To calculate the distance from the center, I calculate the distance of two lanes at the bottom of the warped image. The I know from here that the standart lane width in High way is 12 ft or 3.7 inches. So the gain that turns the the pixel coordinate to real lane width is 3.7 devided by the distance of two lanes in pixels (meter/pixels).
def find_road_curv_car_pos(lane_fit, y ,img_width):
left = lane_fit[0]
right = lane_fit[1]
left_r = (1 + (2*left[0]+left[1])**2)**(3/2)/abs(2*left[0])
right_r = (1 + (2*right[0]+right[1])**2)**(3/2)/abs(2*right[0])
gain_pix2dis = 3.7/(np.polyval(right,y)-np.polyval(left,y))
dev_from_center = (np.polyval(right,y)+np.polyval(left,y))/2 - img_width/2
dev_from_center *= gain_pix2dis
return (left_r+right_r)/2,dev_from_center
At final video because the thresholding could not handle all the images and reduce the noise, a moving average filter is applied to the line equations which do not have big difference with the previous line equation.

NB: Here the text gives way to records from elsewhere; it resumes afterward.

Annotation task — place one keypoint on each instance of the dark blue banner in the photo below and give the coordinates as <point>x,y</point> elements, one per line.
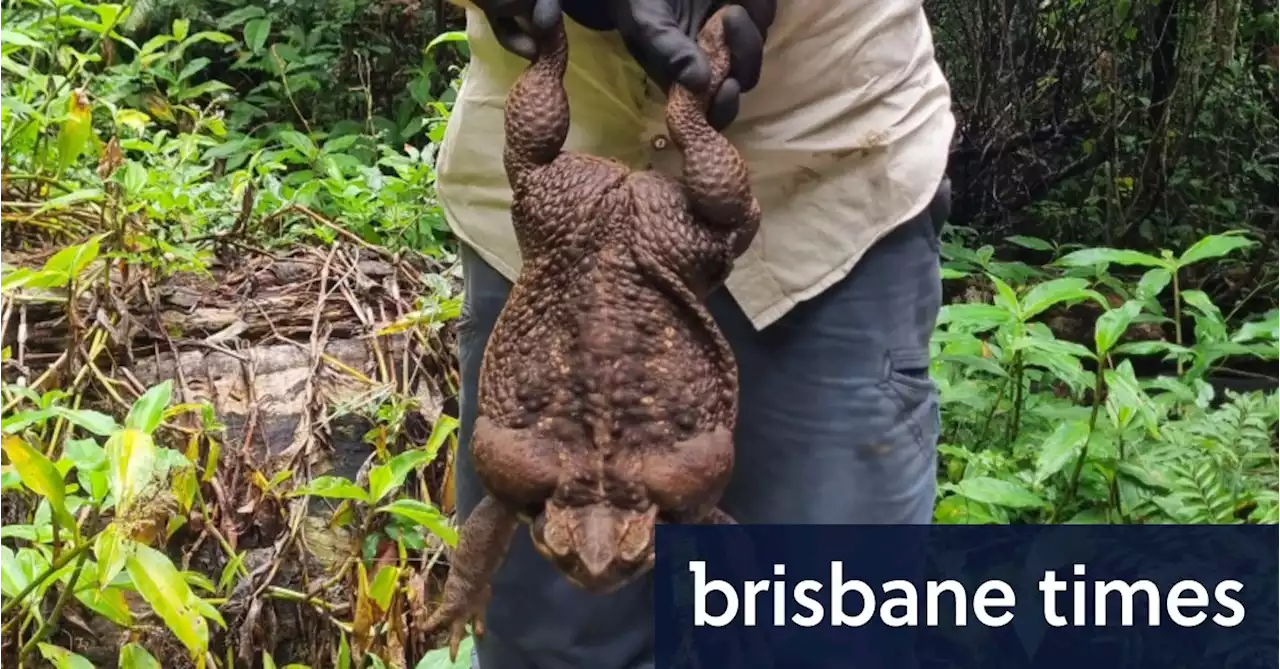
<point>968,596</point>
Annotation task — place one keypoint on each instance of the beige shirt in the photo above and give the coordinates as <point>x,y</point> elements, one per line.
<point>846,136</point>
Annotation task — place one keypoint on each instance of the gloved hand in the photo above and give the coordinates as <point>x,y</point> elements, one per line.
<point>662,36</point>
<point>512,36</point>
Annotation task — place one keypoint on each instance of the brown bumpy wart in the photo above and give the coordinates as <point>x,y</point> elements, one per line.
<point>607,393</point>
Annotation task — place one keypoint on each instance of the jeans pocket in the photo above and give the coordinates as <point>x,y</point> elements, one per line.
<point>909,376</point>
<point>908,381</point>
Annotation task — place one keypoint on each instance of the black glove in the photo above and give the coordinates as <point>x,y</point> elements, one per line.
<point>502,18</point>
<point>662,36</point>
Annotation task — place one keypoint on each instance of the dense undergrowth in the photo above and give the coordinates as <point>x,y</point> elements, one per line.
<point>1083,388</point>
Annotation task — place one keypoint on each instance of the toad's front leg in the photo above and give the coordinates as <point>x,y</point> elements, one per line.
<point>483,544</point>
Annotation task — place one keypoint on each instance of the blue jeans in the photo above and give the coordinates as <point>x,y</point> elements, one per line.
<point>837,424</point>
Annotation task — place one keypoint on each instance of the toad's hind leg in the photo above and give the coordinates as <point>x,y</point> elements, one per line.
<point>536,122</point>
<point>483,544</point>
<point>716,175</point>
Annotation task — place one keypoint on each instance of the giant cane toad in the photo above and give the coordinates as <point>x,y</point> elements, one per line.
<point>607,393</point>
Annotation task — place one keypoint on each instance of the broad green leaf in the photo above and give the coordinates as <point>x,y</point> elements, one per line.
<point>1000,493</point>
<point>1112,325</point>
<point>1048,293</point>
<point>131,454</point>
<point>63,659</point>
<point>91,421</point>
<point>451,36</point>
<point>444,426</point>
<point>343,651</point>
<point>109,603</point>
<point>17,39</point>
<point>1212,247</point>
<point>39,473</point>
<point>71,261</point>
<point>383,587</point>
<point>76,129</point>
<point>1200,301</point>
<point>439,658</point>
<point>256,32</point>
<point>389,476</point>
<point>1088,257</point>
<point>332,487</point>
<point>112,551</point>
<point>1127,399</point>
<point>1031,242</point>
<point>147,411</point>
<point>425,516</point>
<point>21,421</point>
<point>1060,448</point>
<point>167,591</point>
<point>973,317</point>
<point>135,656</point>
<point>1005,296</point>
<point>1153,283</point>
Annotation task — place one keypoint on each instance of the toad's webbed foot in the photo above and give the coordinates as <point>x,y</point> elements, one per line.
<point>716,175</point>
<point>536,114</point>
<point>483,544</point>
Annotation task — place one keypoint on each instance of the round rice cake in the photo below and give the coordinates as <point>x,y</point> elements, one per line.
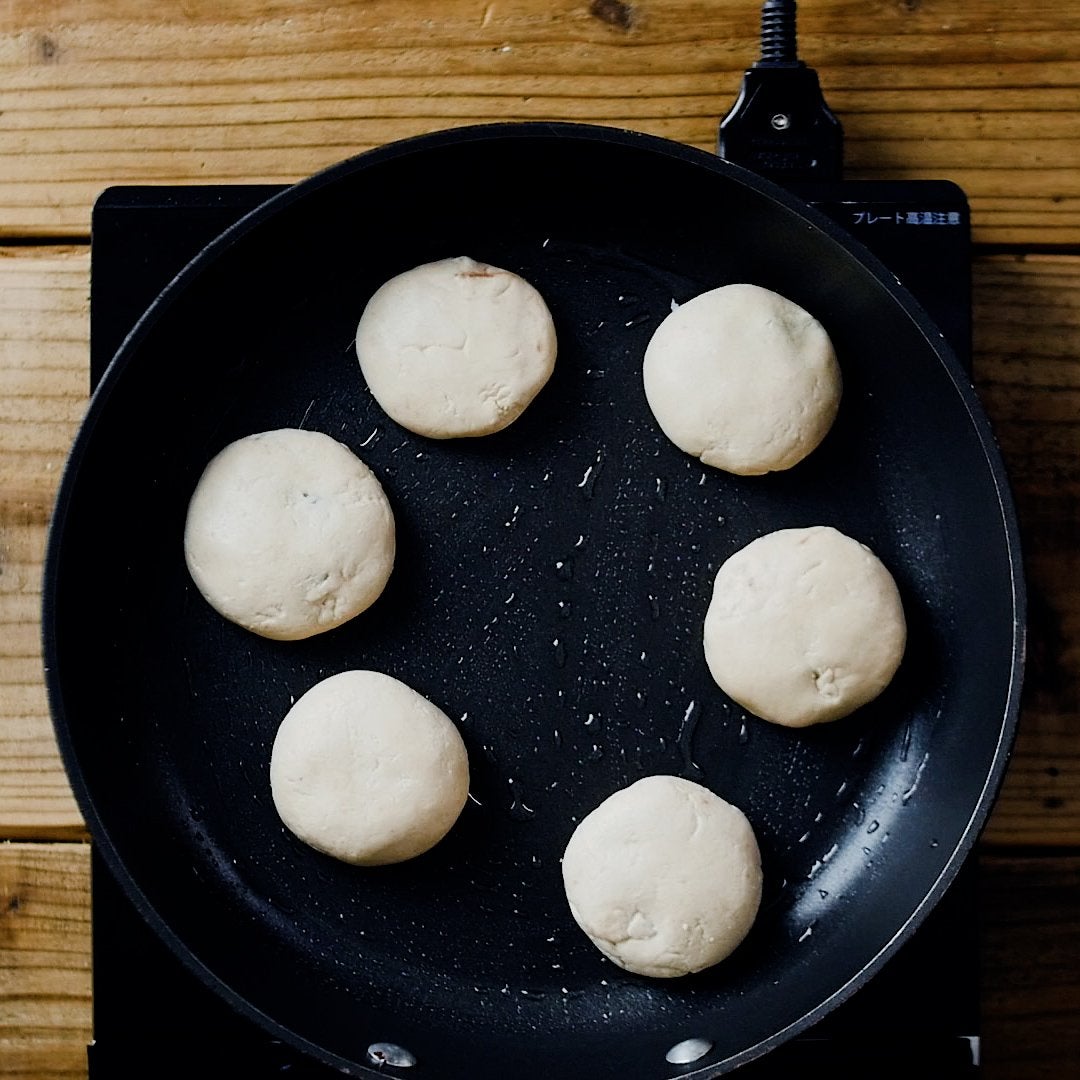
<point>742,378</point>
<point>365,769</point>
<point>664,877</point>
<point>805,625</point>
<point>456,348</point>
<point>288,534</point>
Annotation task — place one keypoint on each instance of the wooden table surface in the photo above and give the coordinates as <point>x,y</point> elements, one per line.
<point>100,92</point>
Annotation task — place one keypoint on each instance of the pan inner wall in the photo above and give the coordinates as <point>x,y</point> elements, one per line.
<point>549,594</point>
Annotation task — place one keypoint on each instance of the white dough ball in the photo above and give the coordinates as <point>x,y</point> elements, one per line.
<point>664,877</point>
<point>743,379</point>
<point>456,348</point>
<point>367,770</point>
<point>288,534</point>
<point>805,625</point>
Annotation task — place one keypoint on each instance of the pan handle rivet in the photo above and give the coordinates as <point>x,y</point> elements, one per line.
<point>687,1051</point>
<point>390,1053</point>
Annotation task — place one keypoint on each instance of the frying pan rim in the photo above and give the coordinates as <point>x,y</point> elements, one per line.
<point>419,145</point>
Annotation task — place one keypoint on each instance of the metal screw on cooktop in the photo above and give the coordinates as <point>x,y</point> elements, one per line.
<point>687,1051</point>
<point>390,1053</point>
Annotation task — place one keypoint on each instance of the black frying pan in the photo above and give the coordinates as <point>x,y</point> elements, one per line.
<point>549,595</point>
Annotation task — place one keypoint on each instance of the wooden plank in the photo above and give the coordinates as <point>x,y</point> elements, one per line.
<point>1027,319</point>
<point>1030,925</point>
<point>1027,372</point>
<point>43,380</point>
<point>44,960</point>
<point>1029,915</point>
<point>98,92</point>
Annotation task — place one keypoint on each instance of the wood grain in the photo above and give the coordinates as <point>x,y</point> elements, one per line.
<point>1027,372</point>
<point>43,391</point>
<point>97,92</point>
<point>44,960</point>
<point>1030,928</point>
<point>1030,976</point>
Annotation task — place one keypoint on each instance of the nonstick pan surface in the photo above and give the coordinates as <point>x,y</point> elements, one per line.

This is done by this part of the code:
def filter_base_on_previous_frames(lane_fit):
global buffer_lines,num_bad_detect_in_row
global lines_idx, number_of_full
if number_of_full > 0:
differece = buffer_lines[lines_idx-1]-np.array(lane_fit)

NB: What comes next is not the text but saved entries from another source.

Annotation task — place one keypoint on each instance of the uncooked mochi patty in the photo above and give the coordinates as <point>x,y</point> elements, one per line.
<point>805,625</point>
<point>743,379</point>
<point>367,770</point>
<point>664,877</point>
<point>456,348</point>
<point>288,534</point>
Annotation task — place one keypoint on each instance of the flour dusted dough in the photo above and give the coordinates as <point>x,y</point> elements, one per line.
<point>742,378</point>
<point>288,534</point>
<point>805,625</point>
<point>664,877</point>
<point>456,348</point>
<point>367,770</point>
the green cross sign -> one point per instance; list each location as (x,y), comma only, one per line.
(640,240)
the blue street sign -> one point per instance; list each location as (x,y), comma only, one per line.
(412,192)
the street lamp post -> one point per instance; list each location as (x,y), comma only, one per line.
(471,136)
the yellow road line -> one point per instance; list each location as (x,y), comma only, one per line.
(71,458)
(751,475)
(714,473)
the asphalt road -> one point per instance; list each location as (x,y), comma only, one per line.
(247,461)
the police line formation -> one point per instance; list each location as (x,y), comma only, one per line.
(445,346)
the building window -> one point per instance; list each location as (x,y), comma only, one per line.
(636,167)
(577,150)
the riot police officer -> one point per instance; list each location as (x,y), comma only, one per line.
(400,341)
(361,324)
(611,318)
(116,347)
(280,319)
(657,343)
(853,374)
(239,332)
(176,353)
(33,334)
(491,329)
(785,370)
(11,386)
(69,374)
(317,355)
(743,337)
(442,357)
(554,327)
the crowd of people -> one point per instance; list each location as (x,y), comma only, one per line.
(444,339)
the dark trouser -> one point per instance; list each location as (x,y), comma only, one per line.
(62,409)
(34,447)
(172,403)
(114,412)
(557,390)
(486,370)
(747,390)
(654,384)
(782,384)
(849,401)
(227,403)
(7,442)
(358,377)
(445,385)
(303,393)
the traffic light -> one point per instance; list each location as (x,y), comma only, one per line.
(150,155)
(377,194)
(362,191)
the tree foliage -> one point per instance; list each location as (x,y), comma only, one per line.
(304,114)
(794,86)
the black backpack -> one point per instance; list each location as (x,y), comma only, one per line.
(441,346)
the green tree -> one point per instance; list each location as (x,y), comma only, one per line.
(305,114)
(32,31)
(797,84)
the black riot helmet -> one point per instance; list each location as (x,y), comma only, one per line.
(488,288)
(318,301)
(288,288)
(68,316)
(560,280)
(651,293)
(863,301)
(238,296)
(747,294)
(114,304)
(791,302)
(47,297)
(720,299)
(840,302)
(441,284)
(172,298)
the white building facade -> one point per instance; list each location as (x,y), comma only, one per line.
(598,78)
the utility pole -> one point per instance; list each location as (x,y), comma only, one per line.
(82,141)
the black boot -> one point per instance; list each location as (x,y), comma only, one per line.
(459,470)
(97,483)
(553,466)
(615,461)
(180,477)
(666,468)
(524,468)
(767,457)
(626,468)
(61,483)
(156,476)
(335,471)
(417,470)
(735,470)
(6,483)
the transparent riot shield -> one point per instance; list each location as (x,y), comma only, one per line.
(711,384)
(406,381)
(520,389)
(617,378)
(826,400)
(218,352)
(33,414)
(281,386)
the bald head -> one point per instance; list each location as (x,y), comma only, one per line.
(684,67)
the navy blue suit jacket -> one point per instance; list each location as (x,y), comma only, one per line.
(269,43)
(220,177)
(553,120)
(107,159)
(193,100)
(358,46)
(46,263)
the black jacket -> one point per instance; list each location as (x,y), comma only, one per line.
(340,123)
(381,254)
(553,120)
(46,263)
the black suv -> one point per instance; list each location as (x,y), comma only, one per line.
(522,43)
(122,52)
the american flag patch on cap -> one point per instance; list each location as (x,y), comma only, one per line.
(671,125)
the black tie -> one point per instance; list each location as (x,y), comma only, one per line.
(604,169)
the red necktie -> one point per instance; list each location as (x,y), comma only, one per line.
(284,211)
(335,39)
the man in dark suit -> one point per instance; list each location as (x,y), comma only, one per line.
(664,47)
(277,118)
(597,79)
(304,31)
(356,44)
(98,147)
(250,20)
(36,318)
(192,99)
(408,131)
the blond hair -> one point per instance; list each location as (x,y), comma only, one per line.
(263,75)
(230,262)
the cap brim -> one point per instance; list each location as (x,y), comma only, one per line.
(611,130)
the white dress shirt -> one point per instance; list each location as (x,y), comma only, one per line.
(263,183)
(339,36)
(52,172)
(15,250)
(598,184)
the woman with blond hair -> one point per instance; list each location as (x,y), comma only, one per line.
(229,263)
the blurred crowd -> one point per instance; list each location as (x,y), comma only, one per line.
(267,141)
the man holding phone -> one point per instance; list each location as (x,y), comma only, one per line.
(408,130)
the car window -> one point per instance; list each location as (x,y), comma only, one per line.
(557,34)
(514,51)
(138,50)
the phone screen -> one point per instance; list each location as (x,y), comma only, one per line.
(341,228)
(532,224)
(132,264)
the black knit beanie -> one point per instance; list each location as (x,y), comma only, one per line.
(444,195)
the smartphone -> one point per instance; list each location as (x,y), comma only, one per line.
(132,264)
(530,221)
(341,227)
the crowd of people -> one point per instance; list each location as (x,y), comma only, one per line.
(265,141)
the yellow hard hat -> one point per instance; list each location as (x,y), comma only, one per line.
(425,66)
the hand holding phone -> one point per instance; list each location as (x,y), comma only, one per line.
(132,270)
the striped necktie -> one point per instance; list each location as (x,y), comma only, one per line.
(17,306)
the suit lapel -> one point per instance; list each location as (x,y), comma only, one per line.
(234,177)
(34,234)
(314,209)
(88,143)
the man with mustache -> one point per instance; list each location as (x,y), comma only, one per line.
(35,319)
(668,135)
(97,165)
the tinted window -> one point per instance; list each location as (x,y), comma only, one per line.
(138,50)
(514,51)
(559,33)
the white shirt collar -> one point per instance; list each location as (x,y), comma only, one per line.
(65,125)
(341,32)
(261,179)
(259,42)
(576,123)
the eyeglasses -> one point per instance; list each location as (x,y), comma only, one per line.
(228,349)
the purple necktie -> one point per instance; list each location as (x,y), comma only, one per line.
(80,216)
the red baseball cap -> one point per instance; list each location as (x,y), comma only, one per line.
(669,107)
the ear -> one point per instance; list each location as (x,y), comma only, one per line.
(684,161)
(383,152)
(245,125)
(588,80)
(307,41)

differece = np.linalg.norm(differece)
print (differece)
if (differece>150.0 and num_bad_detect_in_row<8): #and is_previous_difference_not_ok==False
num_bad_detect_in_row += 1
average = np.mean(buffer_lines[:number_of_full,:,:],axis=0)
return average.tolist(),False
num_bad_detect_in_row = 0
buffer_lines[lines_idx]=np.array(lane_fit)
lines_idx+=1
number_of_full +=1
if lines_idx>= 20:
lines_idx = 0
if number_of_full>= 20:
number_of_full = 20
average = np.mean(buffer_lines[:number_of_full,:,:],axis=0)
return average.tolist(),True
The video:
Link: https://youtu.be/SFbsSqE0xo8
Fisrt of all hard coded transformation can not give a proper results in terms of the radius of the curvature in real worl meter. As you can see in the video when the car get a small pitch angle, the transformed lines are not anymore parallel. I propose that the transformation should be optimised online in order that the resulting lane-lines become paraller. Then the curvature calculation can be correct.
Secondly the perpesctive transformed image does not have enough resolution in far area. Better camera with higher resolution may make the it better but the computing time of the higher resolution image is more. Maybe it would be better to resize the image to lower resolution after the perspective transformation
Finally finding a good threshholds on different filter to ger a robust result on all situation is very difficult and I do not have any idea how to make it better. Maybe a Machine Learning approach would be better.